Tramite il Web è possibile trasferire informazioni relative a pagine grafiche ipertestuali e l’HTML è il linguaggio con il quale vengono descritte le informazioni ricevute dal browser. Per fare un’analogia con strumenti d'informatica personale, il problema è analogo a quello della visualizzazione (e memorizzazione) delle informazioni di un file per un qualsiasi programma di elaborazione testi (es.: Microsoft Word). Il formato HTML sarebbe in questo caso l'equivalente del formato utilizzato dal programma di elaborazione testi per la memorizzazione dei file (es.: file .doc), mentre il browser sostituisce il programma di elaborazione testi per quanto riguarda la lettura del contenuto del file e la sua rappresentazione sul video della macchina dell'utente (es.: carattere utilizzato nel testo, allineamento del testo, visualizzazione di immagini, …).

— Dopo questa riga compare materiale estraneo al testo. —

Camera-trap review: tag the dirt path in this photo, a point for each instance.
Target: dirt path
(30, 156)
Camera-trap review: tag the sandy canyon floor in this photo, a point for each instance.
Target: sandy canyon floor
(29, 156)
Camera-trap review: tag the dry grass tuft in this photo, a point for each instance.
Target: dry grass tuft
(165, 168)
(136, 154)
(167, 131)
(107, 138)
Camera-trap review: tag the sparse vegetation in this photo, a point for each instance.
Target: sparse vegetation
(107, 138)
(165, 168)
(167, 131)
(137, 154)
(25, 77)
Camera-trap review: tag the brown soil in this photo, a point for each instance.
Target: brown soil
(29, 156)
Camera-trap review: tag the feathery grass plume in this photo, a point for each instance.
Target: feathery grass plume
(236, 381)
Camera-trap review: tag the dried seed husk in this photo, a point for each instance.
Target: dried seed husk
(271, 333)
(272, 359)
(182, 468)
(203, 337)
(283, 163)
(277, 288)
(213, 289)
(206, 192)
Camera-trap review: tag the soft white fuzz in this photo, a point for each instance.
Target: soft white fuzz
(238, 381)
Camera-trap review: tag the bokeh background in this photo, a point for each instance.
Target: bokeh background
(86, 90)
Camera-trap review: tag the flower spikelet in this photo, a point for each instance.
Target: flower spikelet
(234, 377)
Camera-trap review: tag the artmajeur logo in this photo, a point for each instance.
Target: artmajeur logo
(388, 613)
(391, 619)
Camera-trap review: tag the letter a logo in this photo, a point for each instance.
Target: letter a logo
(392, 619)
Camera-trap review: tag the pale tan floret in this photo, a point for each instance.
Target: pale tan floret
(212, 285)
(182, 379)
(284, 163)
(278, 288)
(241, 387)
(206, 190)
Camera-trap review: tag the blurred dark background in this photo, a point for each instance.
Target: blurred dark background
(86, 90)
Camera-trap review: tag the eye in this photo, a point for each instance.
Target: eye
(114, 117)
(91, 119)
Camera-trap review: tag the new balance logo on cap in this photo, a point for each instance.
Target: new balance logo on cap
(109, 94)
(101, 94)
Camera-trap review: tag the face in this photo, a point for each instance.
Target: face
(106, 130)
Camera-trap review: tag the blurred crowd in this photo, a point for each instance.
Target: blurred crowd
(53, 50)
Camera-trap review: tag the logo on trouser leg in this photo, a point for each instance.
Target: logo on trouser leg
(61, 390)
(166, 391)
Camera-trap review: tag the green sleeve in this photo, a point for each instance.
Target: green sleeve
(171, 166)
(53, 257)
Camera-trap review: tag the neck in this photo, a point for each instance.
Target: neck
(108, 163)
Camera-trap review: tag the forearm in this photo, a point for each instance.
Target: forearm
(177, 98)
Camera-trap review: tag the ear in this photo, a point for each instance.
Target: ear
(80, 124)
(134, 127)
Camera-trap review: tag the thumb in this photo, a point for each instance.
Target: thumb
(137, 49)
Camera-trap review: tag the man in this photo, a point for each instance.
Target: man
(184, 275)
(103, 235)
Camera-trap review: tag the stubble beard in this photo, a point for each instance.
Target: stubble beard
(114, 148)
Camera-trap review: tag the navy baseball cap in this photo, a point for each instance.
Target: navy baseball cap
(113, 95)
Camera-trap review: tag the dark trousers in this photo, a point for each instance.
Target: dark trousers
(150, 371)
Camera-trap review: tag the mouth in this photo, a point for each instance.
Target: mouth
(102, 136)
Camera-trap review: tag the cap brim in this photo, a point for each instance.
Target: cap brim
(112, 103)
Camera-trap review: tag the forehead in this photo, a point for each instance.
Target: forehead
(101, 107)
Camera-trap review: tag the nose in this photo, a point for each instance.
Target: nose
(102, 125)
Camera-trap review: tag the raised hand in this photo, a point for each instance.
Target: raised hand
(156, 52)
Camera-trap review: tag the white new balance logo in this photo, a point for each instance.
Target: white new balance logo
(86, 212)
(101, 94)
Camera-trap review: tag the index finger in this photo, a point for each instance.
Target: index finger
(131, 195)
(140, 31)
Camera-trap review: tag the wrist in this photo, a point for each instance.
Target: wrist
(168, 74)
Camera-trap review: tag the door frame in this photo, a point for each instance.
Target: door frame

Analizzando questa analogia, si può evidenziare una prima differenza tra elaboratore testi e Web, relativa al fatto che nel Web l’accesso al file è tipicamente solo in lettura da parte dell’utente. Una seconda differenza è che nel Web il file è tipicamente memorizzato su di una macchina differente da quella dell'utente, raggiungibile tramite Internet, mentre per l’elaboratore testi il file è normalmente locale. Collegata a questo c’è la caratteristica fondamentale dell’HTML, che è nel fatto che deve essere uno standard indipendente dalla piattaforma. Il server, infatti, non può sapere da chi sarà utilizzata la pagina (browser Microsoft o Netscape, macchia con sistema operativo Windows o UNIX, …) e quindi il formato delle informazioni in esso contenuto dovrà essere indipendente dal programma richiedente.

Per quanto riguarda l’ipertestualità, l’interfaccia grafica adottata dal Web permette di collegare tra loro informazioni tramite parole chiave, detti collegamenti o link. I link vengono evidenziate dal browser in maniera diversa rispetto al testo generico, normalmente con parole in colore blu sottolineate (vedi figura).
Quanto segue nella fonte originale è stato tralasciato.